Soldaten- und Frauenchöre wetteiferten, Tanzensembles und Orchester hoben die Siegesstimmung, ein Feuerwerk zischte gen Himmel: Die Russen feierten einen Sieg, der 600 Jahre zurückliegt.
An jenem Ort, wo national Begeisterte nun niederknieten und die Erde küßten, auf dem Feld von Kulikowo ("Schnepfenfeld"), hatte am 8. September 1380 ein Heer von Russen die mongolischen Tataren geschlagen.
150 Jahre lang hatten die Tataren weite Teile Rußlands besetzt, Tribut genommen und auch Frauen, Städte zerstört, Lebensmittel requiriert. Da gelang es Dmitrij, dem Großfürsten von Moskau, mit Kämpfern aus allen Landesteilen, die Besatzer auf dem Schnepfenfeld zwischen dem Don und dem Flüßchen Neprjadwa zu stellen.

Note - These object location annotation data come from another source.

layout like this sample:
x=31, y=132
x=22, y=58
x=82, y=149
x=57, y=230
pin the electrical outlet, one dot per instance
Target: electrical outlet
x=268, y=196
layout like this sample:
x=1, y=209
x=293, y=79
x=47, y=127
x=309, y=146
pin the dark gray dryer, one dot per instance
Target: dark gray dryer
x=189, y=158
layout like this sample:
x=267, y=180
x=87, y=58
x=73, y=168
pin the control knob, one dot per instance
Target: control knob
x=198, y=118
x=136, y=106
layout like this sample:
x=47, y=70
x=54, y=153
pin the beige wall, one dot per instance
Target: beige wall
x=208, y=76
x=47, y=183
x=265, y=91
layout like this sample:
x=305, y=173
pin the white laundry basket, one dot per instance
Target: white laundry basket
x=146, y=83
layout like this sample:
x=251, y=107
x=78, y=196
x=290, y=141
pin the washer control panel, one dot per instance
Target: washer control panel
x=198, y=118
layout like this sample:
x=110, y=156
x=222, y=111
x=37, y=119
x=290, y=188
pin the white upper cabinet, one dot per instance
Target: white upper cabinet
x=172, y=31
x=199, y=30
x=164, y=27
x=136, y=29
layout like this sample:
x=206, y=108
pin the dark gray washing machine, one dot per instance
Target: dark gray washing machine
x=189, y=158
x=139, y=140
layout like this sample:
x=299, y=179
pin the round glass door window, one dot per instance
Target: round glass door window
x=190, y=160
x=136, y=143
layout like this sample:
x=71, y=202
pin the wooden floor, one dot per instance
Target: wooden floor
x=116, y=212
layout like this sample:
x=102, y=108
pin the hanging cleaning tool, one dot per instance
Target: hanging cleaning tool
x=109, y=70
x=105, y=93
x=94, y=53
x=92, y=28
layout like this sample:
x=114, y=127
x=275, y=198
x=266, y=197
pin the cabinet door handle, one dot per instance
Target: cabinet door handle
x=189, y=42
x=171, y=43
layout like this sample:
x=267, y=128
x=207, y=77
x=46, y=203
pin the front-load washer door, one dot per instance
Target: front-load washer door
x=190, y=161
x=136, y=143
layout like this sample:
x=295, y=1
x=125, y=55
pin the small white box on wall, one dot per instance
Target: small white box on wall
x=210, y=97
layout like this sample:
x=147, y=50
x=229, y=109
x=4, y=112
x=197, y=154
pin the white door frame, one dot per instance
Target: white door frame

Nachdem sie ihre Pfeile abgeschossen hatten, griffen die Tataren-Reiter an. Die russische Front hielt, obwohl Dmitrij verwundet vom Pferd fiel und auch noch bewußtlos war, als seine zurückgehaltenen Reserven in die Flanke des Feindes stießen.
Die Tataren flüchteten, die Russen eroberten alle Lastkamele. Der Don, nach dem sich der wiedererwachte Sieger Dmitrij »Donskoi« (der vom Don) nannte, soll drei Tage lang rot vom Blut gewesen sein.
Für den sowjetischen Historiker Fjodor Nesterow war es die »größte Schlacht des Mittelalters«, in der 600 000 Mann gefochten und 200 000 ihr Leben gelassen hätten. Westliche, besonders französische Historiker halten diese Zahlen für weit übertrieben.
Zwei Jahre nach dem Gemetzel hatten die Tataren immerhin noch die Kraft, Moskau zu zerstören. Und noch genau 100 Jahre dauerte es, bis die Mongolen, von internen Machtkämpfen geschwächt, ihre Herrschaft über Rußland kampflos aufgaben.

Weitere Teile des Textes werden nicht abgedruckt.